Open Jorropo opened 2 years ago

Jorropo commented 2 years ago

The ssa opt pass currently abort matching if the rule go through a phis.

For example:

if c {
  y = -y
} else {
  y *= 2
}
x += y

Should be rewriten:

if c {
  x -= y
} else {
  x += y * 2
}

The necessary rules for that optimization already exists, but they can't be applied since a phi node is in the way.

When encountering a phi node opt should start a routine to apply the rule on all branches where that would remove uses of the previous values in that branch (this is because we don't want to generate dupped code that would slower) (and generate a new fallback block that applies the current operation for branches that didn't matched).

This could lead to a jump in codesize since multiple branches might have the same rules applies to them. A pass that perform CSE but downward in the control flow would regain that lost space.

The extra compilation time cost might not be worth it.

gopherbot commented 2 years ago

Change https://go.dev/cl/411218 mentions this issue: cmd/compile: add new ssa pass csedown

cherrymui commented 2 years ago

cc @randall77 @dr2chase

randall77 commented 2 years ago

I guess I'm missing the motivation here. In your given example the generated code would be a little bit better, sure. But I feel like that example is kind of contrived. Does this happen in real code? Can you point to some examples?

My other worry is that applying this transformation blindly would make some cases worse (at least, in code size) and maybe not help execution time at all. Is there any way to understand when performing this transformation might actually help?

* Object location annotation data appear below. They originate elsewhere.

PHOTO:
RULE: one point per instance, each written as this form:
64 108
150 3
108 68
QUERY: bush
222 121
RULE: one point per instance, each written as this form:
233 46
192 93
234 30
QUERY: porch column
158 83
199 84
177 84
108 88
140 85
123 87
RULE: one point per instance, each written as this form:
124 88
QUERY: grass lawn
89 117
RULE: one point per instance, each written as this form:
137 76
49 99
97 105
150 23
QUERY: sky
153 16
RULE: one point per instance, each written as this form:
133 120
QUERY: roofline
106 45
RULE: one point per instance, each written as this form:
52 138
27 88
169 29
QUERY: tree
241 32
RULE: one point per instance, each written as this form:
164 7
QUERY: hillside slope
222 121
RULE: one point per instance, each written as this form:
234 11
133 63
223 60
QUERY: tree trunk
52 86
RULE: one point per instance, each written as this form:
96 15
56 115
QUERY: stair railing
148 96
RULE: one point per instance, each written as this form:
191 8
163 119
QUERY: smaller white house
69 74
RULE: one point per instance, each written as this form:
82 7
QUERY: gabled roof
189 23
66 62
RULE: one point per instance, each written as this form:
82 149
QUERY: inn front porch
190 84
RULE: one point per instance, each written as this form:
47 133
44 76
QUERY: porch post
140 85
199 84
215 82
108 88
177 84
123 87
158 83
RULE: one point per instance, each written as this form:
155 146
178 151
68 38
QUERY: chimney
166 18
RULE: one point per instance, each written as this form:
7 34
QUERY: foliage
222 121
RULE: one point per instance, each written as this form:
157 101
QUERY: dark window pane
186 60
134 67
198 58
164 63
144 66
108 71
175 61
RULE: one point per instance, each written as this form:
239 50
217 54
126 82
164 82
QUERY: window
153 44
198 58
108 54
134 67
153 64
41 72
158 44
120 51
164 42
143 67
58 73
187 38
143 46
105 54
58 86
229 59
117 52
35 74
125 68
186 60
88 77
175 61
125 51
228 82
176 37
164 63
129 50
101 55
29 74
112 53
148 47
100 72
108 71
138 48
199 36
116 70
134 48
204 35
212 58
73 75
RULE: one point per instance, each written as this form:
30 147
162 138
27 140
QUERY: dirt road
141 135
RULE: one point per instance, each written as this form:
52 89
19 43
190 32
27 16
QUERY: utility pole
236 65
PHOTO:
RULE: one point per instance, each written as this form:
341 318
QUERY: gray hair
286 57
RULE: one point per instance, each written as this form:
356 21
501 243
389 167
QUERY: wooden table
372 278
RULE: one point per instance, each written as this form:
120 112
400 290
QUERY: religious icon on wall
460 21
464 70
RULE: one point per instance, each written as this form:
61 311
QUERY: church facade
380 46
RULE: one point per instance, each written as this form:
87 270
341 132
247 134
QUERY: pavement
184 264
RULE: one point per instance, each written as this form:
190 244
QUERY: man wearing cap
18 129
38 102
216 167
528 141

Jorropo commented 2 years ago

I think so, I have seen this annecdotally.

I dont think there is much discussion to have without numbers. However coding a thing to do stats on how much this optimisation would applies is I think about as much work than doing it in the first place.

In case that not clear i'm not asking for you to take time to code this, I'll (probably) send patches if my implementation is worth it.

jake-volvo commented 2 years ago

@Jorropo Hi, please try using compilecmp, it’s very handy. It will make it easy for you to spot code differences.

It would also be nice to see pass timings and run compilebench to see the impact on compile speed. AFAIK every optimization should try to “pay for itself” meaning it should improve the codegen enough to offset the extra time doing the optimization. I think this is extra important given the 10-15% compile time increases we have seen from generics.

I also recommend running the /tests/go1 test suite on a non noisy machine and then use benchstat to show the impact.